I call Mace, tell him what happened.
"Can you ID the people?" he asks.
"No. Two of them were masked. It happened too fast. But I think I know who they are… or represent."
"Who?"
"I'll tell you when I'm sure. Meantime, I'm not intimidated. Anyway, I'm calling you about something else."
I pass on what Hilda Tucker told me about the obsessed grad student girl who lived in Tom Jessup's rooming house.
"I didn't see anything about her in the file," I tell him. "Do you remember her?"
"We talked to a lot of people. I don't recall anyone like that."
"Well, it's occurred to me – if she had such a big crush on Tom, maybe she stalked him, found out he wasn't gay. Then she snapped when she discovered he was seeing Barbara.

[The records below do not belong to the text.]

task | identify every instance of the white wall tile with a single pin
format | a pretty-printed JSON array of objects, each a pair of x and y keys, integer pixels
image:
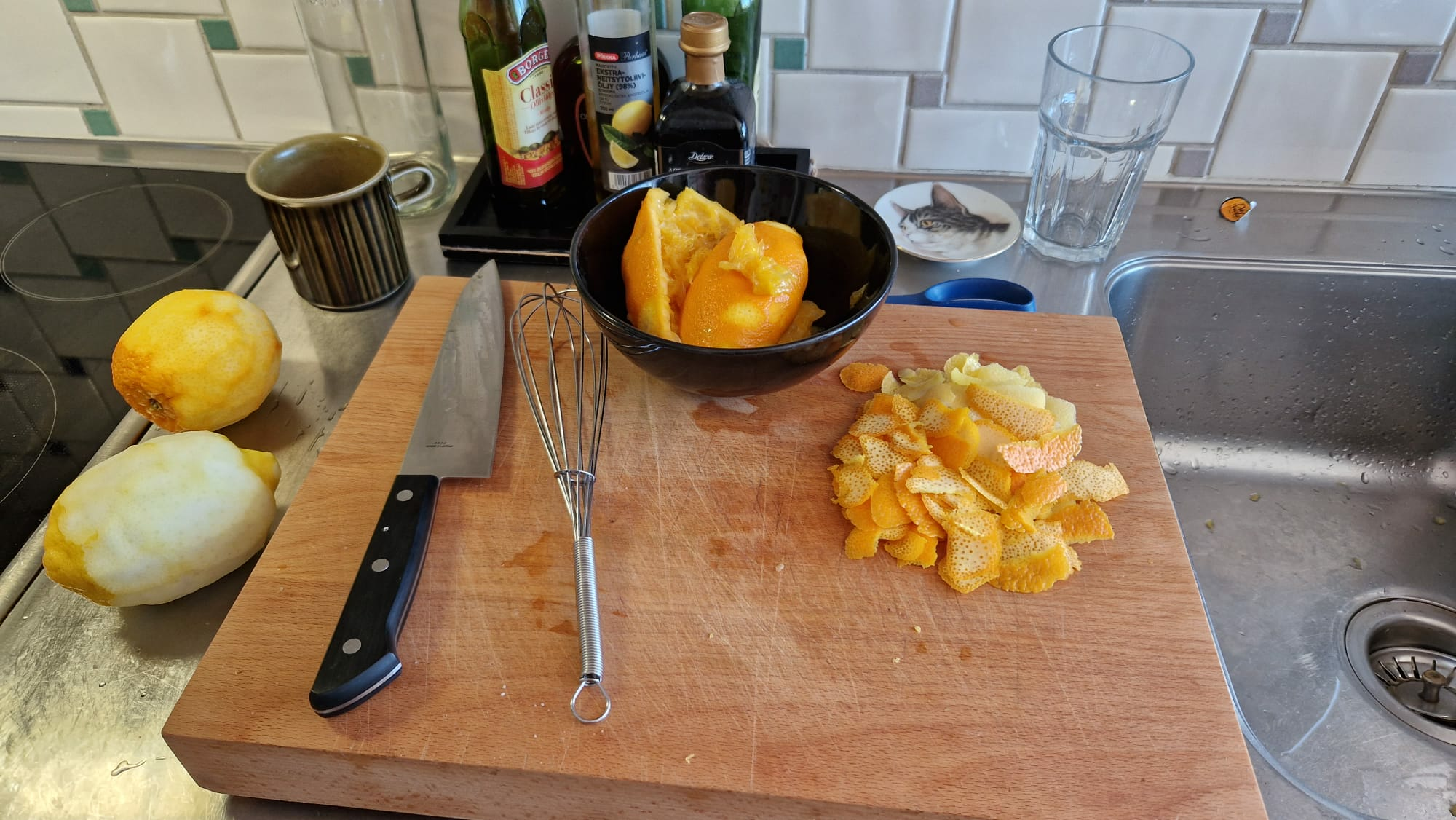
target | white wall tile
[
  {"x": 333, "y": 27},
  {"x": 445, "y": 47},
  {"x": 848, "y": 120},
  {"x": 561, "y": 23},
  {"x": 158, "y": 78},
  {"x": 339, "y": 92},
  {"x": 1001, "y": 47},
  {"x": 1448, "y": 71},
  {"x": 1160, "y": 167},
  {"x": 40, "y": 60},
  {"x": 1385, "y": 23},
  {"x": 395, "y": 117},
  {"x": 1218, "y": 40},
  {"x": 784, "y": 17},
  {"x": 165, "y": 7},
  {"x": 462, "y": 123},
  {"x": 266, "y": 24},
  {"x": 43, "y": 122},
  {"x": 1282, "y": 129},
  {"x": 389, "y": 31},
  {"x": 906, "y": 36},
  {"x": 670, "y": 49},
  {"x": 274, "y": 97},
  {"x": 1412, "y": 142},
  {"x": 1000, "y": 142}
]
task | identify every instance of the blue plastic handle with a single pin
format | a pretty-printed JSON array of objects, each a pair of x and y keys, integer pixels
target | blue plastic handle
[{"x": 985, "y": 293}]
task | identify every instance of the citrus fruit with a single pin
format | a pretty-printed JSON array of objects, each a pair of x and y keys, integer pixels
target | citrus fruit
[
  {"x": 624, "y": 159},
  {"x": 161, "y": 519},
  {"x": 665, "y": 253},
  {"x": 636, "y": 117},
  {"x": 748, "y": 291},
  {"x": 197, "y": 360}
]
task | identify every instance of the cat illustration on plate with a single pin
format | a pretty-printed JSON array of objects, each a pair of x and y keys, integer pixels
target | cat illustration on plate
[{"x": 946, "y": 226}]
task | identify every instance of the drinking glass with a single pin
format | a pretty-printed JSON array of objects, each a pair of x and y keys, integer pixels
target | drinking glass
[
  {"x": 372, "y": 62},
  {"x": 1107, "y": 100}
]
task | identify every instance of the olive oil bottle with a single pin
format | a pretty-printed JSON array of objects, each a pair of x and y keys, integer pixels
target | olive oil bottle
[
  {"x": 512, "y": 74},
  {"x": 708, "y": 117},
  {"x": 620, "y": 66}
]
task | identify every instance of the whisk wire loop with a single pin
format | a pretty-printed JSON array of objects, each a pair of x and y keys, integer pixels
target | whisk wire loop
[{"x": 570, "y": 419}]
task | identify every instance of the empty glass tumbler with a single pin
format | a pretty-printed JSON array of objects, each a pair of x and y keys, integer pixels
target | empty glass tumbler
[{"x": 1107, "y": 100}]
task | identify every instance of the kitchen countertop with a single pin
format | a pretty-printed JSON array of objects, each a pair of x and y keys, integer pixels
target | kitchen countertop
[{"x": 85, "y": 697}]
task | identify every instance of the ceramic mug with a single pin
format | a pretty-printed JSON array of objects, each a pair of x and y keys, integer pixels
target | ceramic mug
[{"x": 331, "y": 203}]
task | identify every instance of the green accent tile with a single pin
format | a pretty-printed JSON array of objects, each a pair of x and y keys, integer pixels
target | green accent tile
[
  {"x": 101, "y": 123},
  {"x": 91, "y": 267},
  {"x": 362, "y": 74},
  {"x": 14, "y": 174},
  {"x": 790, "y": 53},
  {"x": 221, "y": 36}
]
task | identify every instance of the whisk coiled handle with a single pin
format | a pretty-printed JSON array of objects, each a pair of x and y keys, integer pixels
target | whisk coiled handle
[{"x": 589, "y": 627}]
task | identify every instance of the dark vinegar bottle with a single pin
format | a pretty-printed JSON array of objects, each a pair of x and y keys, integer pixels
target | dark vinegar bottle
[
  {"x": 708, "y": 119},
  {"x": 510, "y": 69}
]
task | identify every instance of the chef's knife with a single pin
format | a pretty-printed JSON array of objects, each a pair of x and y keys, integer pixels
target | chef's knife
[{"x": 455, "y": 438}]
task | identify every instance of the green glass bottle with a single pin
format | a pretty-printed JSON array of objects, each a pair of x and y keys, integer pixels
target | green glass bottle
[
  {"x": 745, "y": 28},
  {"x": 510, "y": 69}
]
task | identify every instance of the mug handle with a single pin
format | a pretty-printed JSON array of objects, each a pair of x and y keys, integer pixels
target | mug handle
[{"x": 422, "y": 192}]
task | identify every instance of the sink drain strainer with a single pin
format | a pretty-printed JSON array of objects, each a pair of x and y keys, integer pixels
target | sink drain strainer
[{"x": 1404, "y": 653}]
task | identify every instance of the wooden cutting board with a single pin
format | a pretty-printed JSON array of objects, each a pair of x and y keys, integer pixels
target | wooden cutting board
[{"x": 755, "y": 671}]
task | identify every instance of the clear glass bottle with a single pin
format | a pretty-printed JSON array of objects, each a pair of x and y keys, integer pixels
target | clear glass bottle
[
  {"x": 708, "y": 117},
  {"x": 510, "y": 69},
  {"x": 620, "y": 68}
]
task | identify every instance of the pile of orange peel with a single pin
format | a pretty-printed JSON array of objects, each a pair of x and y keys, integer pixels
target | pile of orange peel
[{"x": 972, "y": 470}]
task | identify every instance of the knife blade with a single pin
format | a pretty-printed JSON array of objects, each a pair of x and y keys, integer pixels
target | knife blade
[{"x": 454, "y": 438}]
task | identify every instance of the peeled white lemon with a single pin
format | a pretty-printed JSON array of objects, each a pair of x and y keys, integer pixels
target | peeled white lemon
[{"x": 161, "y": 519}]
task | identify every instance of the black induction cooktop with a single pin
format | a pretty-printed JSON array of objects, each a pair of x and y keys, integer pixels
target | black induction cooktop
[{"x": 84, "y": 251}]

"Sounds like a long shot, but I'll look into it." A pause. "Listen, David, if you think you know who jumped you, you should tell me. There're laws against that. With you being in law enforcement, it could even be felonious assault."
"Hey, I'm just a freelancer," I remind him. "But thanks for your concern."
*****
After breakfast. I head over to where I probably should have gone my first week in town: the austere ten-story triangular steel and terrazzo fortress at the corner of Toland and LaButte, which the discreet letters, FSI, incised in steel beside the main door identify as the headquarters of Fulraine Steel Indu
stries.
Why, I ask myself, did it take an ambush on the street to finally bring me here? The easy answer is my residual bitterness toward Mark and Robin Fulraine. But I know there's more to it – my old guilt over not having immediately reported what I heard between the au pair and Belle Fulraine the day of Mark's seventh birthday. Even though I know better, I'm still burdened with the belief that if I'd told someone, Belle might still be alive.

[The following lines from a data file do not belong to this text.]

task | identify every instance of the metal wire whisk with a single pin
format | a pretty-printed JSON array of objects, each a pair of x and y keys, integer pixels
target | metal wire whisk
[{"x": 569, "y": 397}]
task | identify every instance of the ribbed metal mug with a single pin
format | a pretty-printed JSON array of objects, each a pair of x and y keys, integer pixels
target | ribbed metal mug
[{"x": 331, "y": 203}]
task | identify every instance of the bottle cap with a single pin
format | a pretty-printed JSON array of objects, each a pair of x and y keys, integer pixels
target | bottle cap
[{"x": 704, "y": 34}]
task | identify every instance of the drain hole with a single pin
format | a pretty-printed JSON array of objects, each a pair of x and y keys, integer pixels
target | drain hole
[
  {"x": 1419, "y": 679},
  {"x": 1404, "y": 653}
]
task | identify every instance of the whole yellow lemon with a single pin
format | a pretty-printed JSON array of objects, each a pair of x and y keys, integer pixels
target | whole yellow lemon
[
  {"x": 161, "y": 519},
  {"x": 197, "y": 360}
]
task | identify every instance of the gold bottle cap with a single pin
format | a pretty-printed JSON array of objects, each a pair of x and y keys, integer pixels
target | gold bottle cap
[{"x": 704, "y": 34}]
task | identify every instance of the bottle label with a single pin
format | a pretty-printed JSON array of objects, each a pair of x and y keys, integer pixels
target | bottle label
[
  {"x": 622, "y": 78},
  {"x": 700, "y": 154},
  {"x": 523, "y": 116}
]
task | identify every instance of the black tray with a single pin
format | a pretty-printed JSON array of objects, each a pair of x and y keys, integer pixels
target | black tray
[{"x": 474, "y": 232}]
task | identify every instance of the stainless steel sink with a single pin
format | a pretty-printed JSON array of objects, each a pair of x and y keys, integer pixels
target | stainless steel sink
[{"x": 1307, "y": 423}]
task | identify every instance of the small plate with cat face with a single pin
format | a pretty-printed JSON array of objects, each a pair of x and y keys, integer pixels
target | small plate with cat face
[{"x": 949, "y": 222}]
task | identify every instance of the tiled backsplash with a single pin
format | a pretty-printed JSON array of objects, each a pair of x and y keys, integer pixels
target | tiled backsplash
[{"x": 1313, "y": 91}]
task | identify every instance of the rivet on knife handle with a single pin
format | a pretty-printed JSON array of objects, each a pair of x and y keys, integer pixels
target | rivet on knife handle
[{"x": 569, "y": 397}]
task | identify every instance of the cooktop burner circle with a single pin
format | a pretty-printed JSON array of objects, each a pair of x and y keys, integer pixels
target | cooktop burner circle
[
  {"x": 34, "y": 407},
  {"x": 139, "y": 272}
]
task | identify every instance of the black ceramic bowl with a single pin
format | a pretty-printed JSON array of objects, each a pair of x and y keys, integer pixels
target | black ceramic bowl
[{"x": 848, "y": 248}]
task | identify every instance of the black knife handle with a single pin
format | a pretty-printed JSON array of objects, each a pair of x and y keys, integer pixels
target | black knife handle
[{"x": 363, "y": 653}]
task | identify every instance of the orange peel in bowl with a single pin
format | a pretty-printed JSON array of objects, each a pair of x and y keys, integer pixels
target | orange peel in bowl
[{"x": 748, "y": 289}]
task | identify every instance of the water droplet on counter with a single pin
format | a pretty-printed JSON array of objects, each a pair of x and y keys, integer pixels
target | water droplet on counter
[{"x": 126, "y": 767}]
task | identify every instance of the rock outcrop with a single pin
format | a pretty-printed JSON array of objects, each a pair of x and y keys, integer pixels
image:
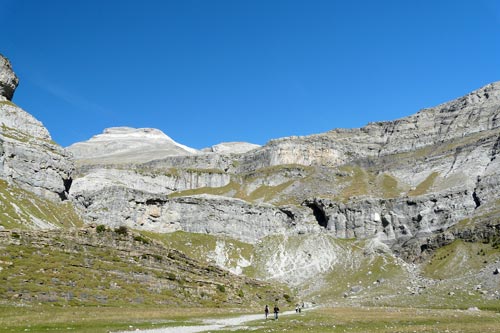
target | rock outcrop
[
  {"x": 28, "y": 156},
  {"x": 8, "y": 80},
  {"x": 391, "y": 180}
]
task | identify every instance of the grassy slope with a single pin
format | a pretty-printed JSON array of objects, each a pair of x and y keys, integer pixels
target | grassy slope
[
  {"x": 111, "y": 268},
  {"x": 20, "y": 209}
]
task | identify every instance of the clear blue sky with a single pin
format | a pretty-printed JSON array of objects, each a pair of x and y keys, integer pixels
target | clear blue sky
[{"x": 208, "y": 71}]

Sitting in the waiting room on the executive floor, I study the corporation's annual report. There's a glossy picture of CEO Mark Fulraine, looking as handsome as I remember him at Hayes. The golden locks are gone now. His hair appears darker, thinner, and is combed back, giving him a sleek, well-tended look. But the smile's the same, the charming grin of the star athlete, lower school student council president, scion of one of Hayes's four founding families. The face of a man born to rule.

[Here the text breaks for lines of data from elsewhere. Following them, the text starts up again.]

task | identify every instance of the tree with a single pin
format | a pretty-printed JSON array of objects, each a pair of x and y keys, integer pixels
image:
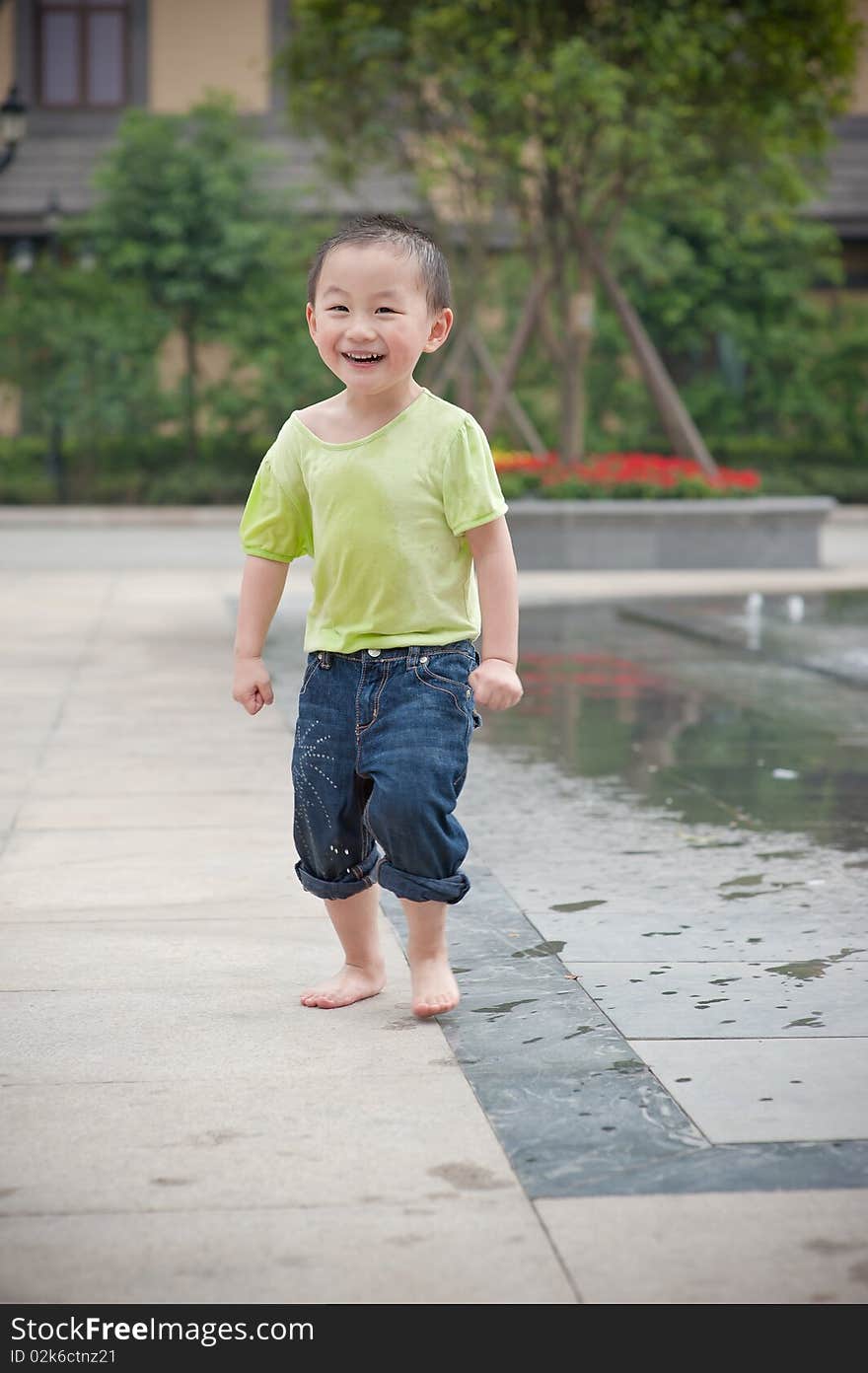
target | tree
[
  {"x": 560, "y": 115},
  {"x": 81, "y": 350},
  {"x": 181, "y": 214}
]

I read an optimistic summary of the company's prospects. A pie graph shows that only seven percent of FSI's revenues now derive from steel. These days the company's into all kinds of other things from manufacturing high-end stereo equipment, operating a chain of retail sporting goods stores, making high-capacity disk drives and assorted Internet ventures. In my admittedly naive view, FSI looks like an incoherent grab bag. I think back to my days at Hayes, trying to recall whether Mark was bright. Jerry Glickman and I were tops in our class in academics. Mark, I remember, fell somewhere in the middle.
I'm scanning the list of his Board of Directors, when an attractive young woman with a shag cut approaches with a smile.
"I'm Jane Bailey, Mr. Fulraine's assistant. He's free to see you now."
As she leads me through the door to the executive suite, she chatters on about how excited Mark was when told I'd stopped by.
"Soon as he heard, he cut short his meeting and had me clear his calendar for lunch. You'll be eating in our executive dining room. Chef wants to know what you'd like. Lobster, steak, or chicken?"